Running an e-commerce business is not necessarily the glamorous lifestyle business many blogs and industry profiles would have you believe. There’s a lot going on behind the scenes. And those scenes mask some pretty laborious and downright tedious tasks. Closing your first sale is an exhilarating experience, but every order placed must be shipped in a timely manner, and sufficient stock must exist. Sound easy? Well, multiply that by thousands of orders in a month, and the margin for error just might get the best of you.
How do most e-commerce sellers manage inventory?
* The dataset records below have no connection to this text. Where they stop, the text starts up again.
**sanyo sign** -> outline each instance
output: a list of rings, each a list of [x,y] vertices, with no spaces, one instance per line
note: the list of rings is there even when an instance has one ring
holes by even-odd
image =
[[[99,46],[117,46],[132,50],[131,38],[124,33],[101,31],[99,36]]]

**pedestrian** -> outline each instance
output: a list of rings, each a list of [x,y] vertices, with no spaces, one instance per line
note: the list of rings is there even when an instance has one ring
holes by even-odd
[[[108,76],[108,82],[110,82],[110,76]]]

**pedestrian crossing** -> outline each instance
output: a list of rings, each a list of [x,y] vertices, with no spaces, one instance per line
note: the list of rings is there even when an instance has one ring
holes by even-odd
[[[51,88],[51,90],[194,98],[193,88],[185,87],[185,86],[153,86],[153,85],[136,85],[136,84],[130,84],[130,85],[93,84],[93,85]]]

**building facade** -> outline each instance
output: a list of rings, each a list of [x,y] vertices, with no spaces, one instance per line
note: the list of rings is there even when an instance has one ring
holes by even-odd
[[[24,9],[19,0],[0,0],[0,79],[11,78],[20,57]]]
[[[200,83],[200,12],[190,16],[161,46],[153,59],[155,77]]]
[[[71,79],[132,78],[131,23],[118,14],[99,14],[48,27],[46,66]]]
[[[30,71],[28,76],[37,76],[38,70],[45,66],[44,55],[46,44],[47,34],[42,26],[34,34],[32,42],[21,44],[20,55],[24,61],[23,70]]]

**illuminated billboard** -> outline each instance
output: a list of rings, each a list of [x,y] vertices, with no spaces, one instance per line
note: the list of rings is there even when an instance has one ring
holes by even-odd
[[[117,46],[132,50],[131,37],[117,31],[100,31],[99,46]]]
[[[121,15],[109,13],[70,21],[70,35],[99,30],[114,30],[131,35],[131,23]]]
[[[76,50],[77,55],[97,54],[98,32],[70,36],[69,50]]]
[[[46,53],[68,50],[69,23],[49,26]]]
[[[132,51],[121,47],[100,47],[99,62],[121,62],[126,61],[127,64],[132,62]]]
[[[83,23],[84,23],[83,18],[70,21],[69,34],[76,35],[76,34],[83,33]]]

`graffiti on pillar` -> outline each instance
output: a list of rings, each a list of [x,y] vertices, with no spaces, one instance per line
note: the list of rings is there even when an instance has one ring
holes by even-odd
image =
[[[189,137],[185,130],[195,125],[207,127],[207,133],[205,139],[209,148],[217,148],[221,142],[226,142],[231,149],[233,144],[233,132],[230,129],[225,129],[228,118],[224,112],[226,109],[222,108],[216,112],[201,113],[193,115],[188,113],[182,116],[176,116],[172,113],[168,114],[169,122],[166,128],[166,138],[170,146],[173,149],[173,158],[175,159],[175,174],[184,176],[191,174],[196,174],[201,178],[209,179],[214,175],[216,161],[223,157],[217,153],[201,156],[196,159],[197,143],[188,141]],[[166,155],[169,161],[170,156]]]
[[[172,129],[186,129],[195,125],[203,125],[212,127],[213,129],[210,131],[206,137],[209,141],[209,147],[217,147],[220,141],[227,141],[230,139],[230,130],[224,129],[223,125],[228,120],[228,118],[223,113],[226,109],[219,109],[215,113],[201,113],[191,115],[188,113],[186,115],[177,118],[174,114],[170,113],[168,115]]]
This question is not easily answered off the top of your head, at least I couldn’t answer it. So instead of guessing, we asked our user base what they use to manage their inventory. Though some used inventory management software which is what I expected, the majority used one – or some combination – of the following 3 methods:
- An Excel spreadsheet to manage inventory
- Manually entering sales into QuickBooks to manage inventory levels
- Just winging it based on their selling platform’s built-in inventory tracking
I was a little surprised by this. But then again, it makes sense because you can handle just about any task through a spreadsheet, QuickBooks has some inventory related features, and you technically can manage your inventory by closely monitoring the item stock levels on your e-commerce selling platform (it would just be very inefficient and not allow for much insight on how your business is doing).
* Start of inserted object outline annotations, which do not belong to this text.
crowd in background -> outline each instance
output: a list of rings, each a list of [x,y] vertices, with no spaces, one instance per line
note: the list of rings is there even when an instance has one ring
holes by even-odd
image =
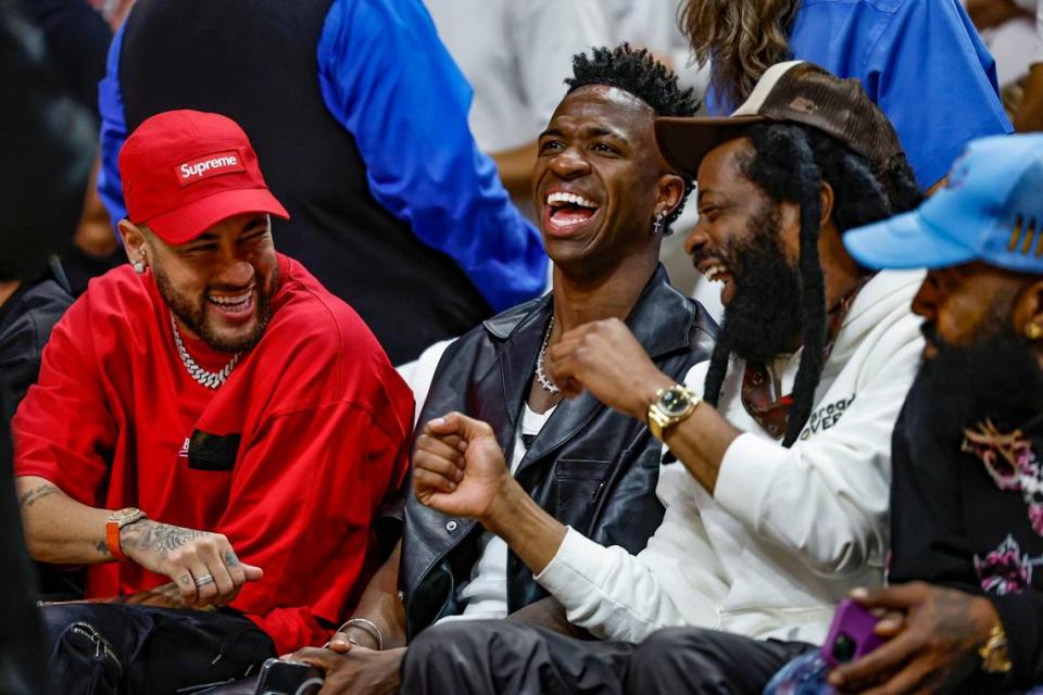
[[[0,692],[1043,686],[1043,3],[0,9]]]

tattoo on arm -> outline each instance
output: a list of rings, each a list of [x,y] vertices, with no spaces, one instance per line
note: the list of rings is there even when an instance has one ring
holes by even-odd
[[[32,507],[34,504],[36,504],[43,497],[52,495],[55,492],[61,492],[61,490],[59,490],[56,486],[50,483],[46,485],[40,485],[38,488],[33,488],[32,490],[23,494],[21,497],[18,497],[18,510],[27,509]]]
[[[125,546],[153,551],[160,557],[166,557],[198,538],[210,535],[205,531],[184,529],[149,519],[131,523],[126,527],[125,533],[126,539],[123,539]]]

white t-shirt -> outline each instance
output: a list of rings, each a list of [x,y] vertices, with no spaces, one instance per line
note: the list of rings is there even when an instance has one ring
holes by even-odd
[[[557,407],[557,406],[554,406]],[[514,437],[514,455],[511,457],[511,475],[518,469],[525,458],[525,437],[536,437],[550,419],[554,408],[545,413],[535,413],[525,404],[522,427]],[[498,535],[488,531],[479,541],[481,556],[470,570],[470,581],[461,585],[456,594],[457,602],[464,606],[463,614],[447,616],[439,622],[449,620],[494,620],[507,617],[507,544]]]

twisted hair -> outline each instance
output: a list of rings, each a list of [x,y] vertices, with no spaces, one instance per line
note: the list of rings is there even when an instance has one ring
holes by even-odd
[[[833,189],[831,218],[844,232],[915,207],[921,197],[904,156],[874,173],[865,157],[820,130],[794,124],[753,126],[745,131],[753,154],[740,157],[740,173],[772,203],[801,208],[801,324],[804,352],[793,384],[793,405],[784,446],[800,437],[815,405],[815,390],[826,362],[826,286],[818,256],[821,185]],[[716,404],[728,369],[730,349],[719,342],[706,372],[705,397]]]
[[[590,55],[573,56],[573,76],[565,79],[571,93],[587,85],[607,85],[633,94],[646,103],[656,116],[691,116],[699,109],[692,89],[681,89],[677,75],[645,49],[634,50],[629,43],[616,48],[594,48]],[[684,201],[694,189],[694,181],[684,180],[680,203],[665,218],[664,235],[684,210]]]
[[[790,56],[800,0],[687,0],[678,24],[700,63],[711,61],[718,108],[745,101],[764,71]],[[730,106],[730,108],[728,108]]]

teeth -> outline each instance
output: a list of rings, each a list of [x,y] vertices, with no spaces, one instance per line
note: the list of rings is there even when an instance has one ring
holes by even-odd
[[[546,204],[553,205],[554,203],[568,203],[570,205],[579,205],[580,207],[598,207],[598,205],[582,195],[576,195],[575,193],[565,193],[565,192],[555,192],[546,197]]]
[[[712,265],[712,266],[709,266],[708,268],[706,268],[705,270],[703,270],[703,275],[706,276],[707,278],[709,278],[711,280],[715,280],[715,279],[717,279],[719,276],[721,276],[721,275],[724,275],[724,274],[726,274],[726,273],[728,273],[728,268],[727,268],[726,266],[722,266],[722,265]]]
[[[214,304],[223,304],[223,305],[226,305],[226,306],[227,306],[227,305],[229,305],[229,304],[242,304],[242,303],[246,302],[248,299],[250,299],[250,294],[251,294],[252,292],[253,292],[253,290],[250,290],[250,291],[243,292],[242,294],[239,294],[239,295],[237,295],[237,296],[217,296],[216,294],[208,294],[208,295],[206,295],[206,299],[209,299],[209,300],[210,300],[211,302],[213,302]]]

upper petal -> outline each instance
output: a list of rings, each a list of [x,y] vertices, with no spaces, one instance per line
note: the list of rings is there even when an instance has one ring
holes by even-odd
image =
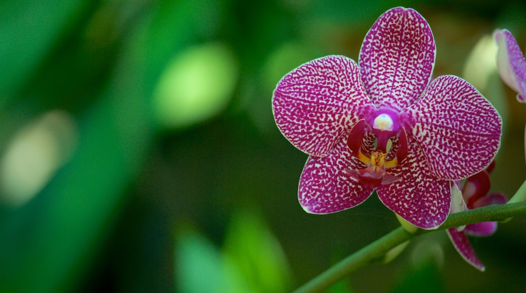
[[[422,229],[434,229],[449,213],[451,183],[431,176],[414,138],[408,140],[408,156],[389,170],[389,174],[401,180],[379,186],[376,191],[383,204],[409,223]]]
[[[500,145],[499,113],[473,86],[457,76],[436,79],[401,116],[438,178],[459,180],[480,171]]]
[[[459,231],[456,228],[448,229],[447,232],[448,236],[451,240],[451,243],[453,243],[455,249],[462,256],[462,258],[469,264],[484,271],[485,269],[484,265],[477,257],[475,252],[473,250],[473,247],[471,247],[471,245],[464,232]]]
[[[382,14],[365,36],[359,62],[375,104],[399,112],[416,101],[431,80],[435,55],[433,34],[418,12],[395,7]]]
[[[309,156],[300,179],[300,204],[313,214],[334,213],[360,204],[374,189],[360,184],[345,171],[362,168],[351,154],[346,139],[340,139],[326,156]]]
[[[308,62],[278,82],[272,109],[278,128],[295,146],[308,154],[326,155],[372,107],[356,63],[341,56]]]
[[[517,100],[526,103],[526,59],[517,41],[507,29],[497,29],[493,37],[499,46],[497,67],[501,78],[517,92]]]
So what’s wrong with managing inventory this way?
There are reasons for managing your inventory in these ways doesn’t work (or at least won’t work for long). Some of these reasons include:
It doesn’t scale
Through Excel, you can endlessly customize products and product types, whenever there’s something new just type it into a new row or column. However, every addition adds a layer of complexity to your system, and when you’re selling many products and SKUs across multiple channels, it can quickly become unmanageable. QuickBooks is the same way. While there are features that support basic inventory management baked into QuickBooks, it still suffers the problem of becoming increasingly difficult to manage as sales, product variations, and selling channels all increase.
It’s manual
Working on your spreadsheet, you can see when something need to be ordered because when you update stock levels, you’ll see that some products are about to be depleted. However, managing your inventory manually doesn’t do much beyond keeping you more organized. There are no automatic functions that can make running your business faster and easier. A benefit of dedicated software has here is being able to fulfill business functions based on triggers and can connect different apps eliminating the requirement of manually entering data across apps.
It’s difficult
While there are templates out there to help with creating an inventory management system within Excel, still requires a great amount of learning and can be quite difficult. Guides exist to help sellers create ways to manage inventory within QuickBooks, but it’s quite daunting and you’re essentially building an entire system from the ground up.
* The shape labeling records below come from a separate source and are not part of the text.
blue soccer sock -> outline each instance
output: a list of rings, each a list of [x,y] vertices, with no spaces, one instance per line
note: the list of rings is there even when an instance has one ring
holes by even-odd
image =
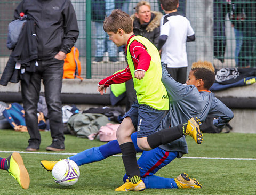
[[[0,157],[0,169],[8,170],[8,162],[6,158]]]
[[[142,152],[143,151],[140,149],[137,144],[137,133],[132,134],[131,139],[137,152]],[[75,162],[78,166],[81,166],[90,162],[101,161],[110,156],[119,153],[121,153],[121,150],[118,142],[117,140],[114,140],[100,147],[85,150],[68,158]]]
[[[104,160],[105,158],[99,150],[99,147],[93,147],[68,158],[78,166]]]
[[[173,178],[158,177],[151,175],[142,178],[145,183],[146,188],[170,189],[179,188]]]

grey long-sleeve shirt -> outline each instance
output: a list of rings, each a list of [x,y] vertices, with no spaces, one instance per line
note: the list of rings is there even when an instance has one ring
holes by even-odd
[[[220,127],[233,118],[232,111],[213,93],[199,91],[194,85],[177,82],[168,74],[165,65],[162,65],[162,82],[169,95],[170,111],[162,120],[159,129],[187,123],[193,117],[197,117],[204,121],[208,115],[220,117],[217,125]],[[178,151],[179,157],[188,153],[184,136],[160,148],[168,151]]]

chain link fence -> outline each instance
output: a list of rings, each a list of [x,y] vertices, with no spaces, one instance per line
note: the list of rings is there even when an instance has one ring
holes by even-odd
[[[11,53],[6,46],[8,23],[20,2],[0,0],[0,75]],[[100,30],[105,14],[120,8],[131,15],[138,1],[71,2],[80,30],[75,46],[79,50],[82,76],[101,78],[125,68],[124,48],[117,47]],[[159,1],[149,2],[152,11],[164,14]],[[96,2],[105,10],[95,12],[92,6]],[[201,60],[212,62],[217,68],[256,67],[256,1],[180,0],[178,11],[190,21],[195,32],[196,41],[187,43],[189,64]]]

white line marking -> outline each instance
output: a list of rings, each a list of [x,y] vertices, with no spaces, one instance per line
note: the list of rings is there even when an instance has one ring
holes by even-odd
[[[20,153],[33,153],[37,155],[75,155],[77,153],[57,153],[57,152],[24,152],[20,151],[1,151],[0,153],[13,153],[18,152]],[[140,157],[141,155],[137,155]],[[121,155],[113,155],[114,157],[121,157]],[[211,159],[211,160],[256,160],[256,158],[220,158],[220,157],[183,157],[183,158],[190,158],[194,159]]]

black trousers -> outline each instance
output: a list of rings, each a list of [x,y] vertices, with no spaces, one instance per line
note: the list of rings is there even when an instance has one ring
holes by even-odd
[[[21,82],[26,125],[30,137],[29,142],[37,141],[40,143],[41,140],[37,115],[41,80],[44,86],[51,135],[52,139],[64,141],[60,98],[64,61],[53,58],[38,62],[38,66],[36,72],[31,73],[28,85],[24,80]]]
[[[187,67],[182,68],[167,68],[168,73],[173,79],[180,83],[184,84],[187,81]]]

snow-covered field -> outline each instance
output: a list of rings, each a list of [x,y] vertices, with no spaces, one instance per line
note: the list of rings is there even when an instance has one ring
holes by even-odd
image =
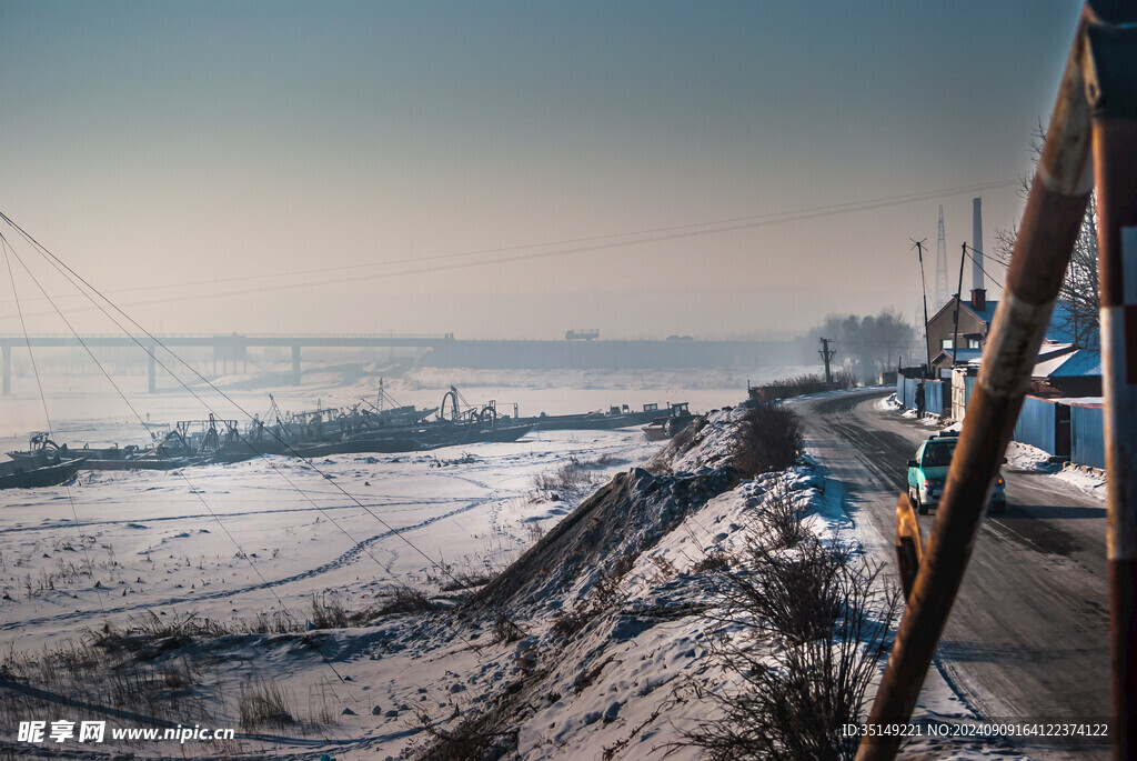
[[[329,388],[324,405],[366,390]],[[466,396],[481,400],[483,390]],[[550,413],[638,404],[623,388],[509,390],[532,394],[534,407],[562,399],[546,402]],[[642,392],[663,403],[659,391],[671,390]],[[423,404],[410,391],[397,396]],[[674,391],[672,400],[702,410],[745,395],[745,388]],[[171,403],[164,412],[173,410]],[[81,640],[84,628],[99,632],[109,622],[111,631],[123,630],[151,613],[159,622],[191,615],[218,622],[229,634],[166,637],[143,653],[158,668],[192,662],[197,689],[209,696],[200,710],[165,720],[233,727],[238,739],[128,746],[141,756],[399,758],[423,747],[432,731],[504,713],[500,741],[509,758],[700,758],[683,733],[715,712],[695,698],[692,680],[731,688],[729,675],[708,660],[713,627],[704,612],[715,589],[707,559],[744,547],[770,495],[782,489],[800,502],[811,531],[858,546],[855,524],[839,498],[827,496],[824,472],[808,458],[787,473],[697,497],[729,456],[738,414],[712,415],[700,444],[671,463],[669,477],[630,470],[658,449],[639,431],[550,431],[430,455],[346,455],[310,465],[265,457],[167,473],[99,472],[69,488],[3,493],[0,647],[16,662]],[[538,477],[555,475],[572,457],[589,478],[538,488]],[[513,584],[539,581],[546,592],[515,596],[508,610],[491,598],[488,615],[451,611],[453,593],[443,587],[500,571],[621,472],[612,485],[623,483],[641,512],[662,511],[658,520],[629,519],[606,533],[611,547],[596,563],[570,555],[541,566],[538,554],[530,577]],[[620,526],[619,515],[605,520]],[[374,615],[374,606],[407,588],[441,610]],[[358,626],[317,630],[308,620],[314,596],[372,614]],[[281,611],[307,626],[257,632],[258,618]],[[242,730],[242,710],[265,690],[276,690],[294,721]],[[106,718],[60,711],[27,719]],[[972,717],[932,673],[916,718]],[[964,759],[1006,753],[931,741],[913,750]]]

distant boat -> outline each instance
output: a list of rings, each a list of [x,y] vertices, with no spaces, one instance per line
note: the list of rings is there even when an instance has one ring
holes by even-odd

These methods don’t do anything for your business
The main problem with using Excel and other manual options to manage your inventory across multiple selling platforms is that they are connected to nothing and can’t actually do anything for your business. It’s a standalone program that is a glorified clipboard. If you had the chance, wouldn’t you want purchase orders created automatically when stock levels drop? Wouldn’t it be better to have inventory levels be tracked automatically from ALL selling channels so you don’t need to manually update them, and you don’t accidentally sell out-of-stock items?
These are possible through software options available to online sellers. Many options are very expensive, and there are many offerings that don’t specifically target the single e-commerce online seller.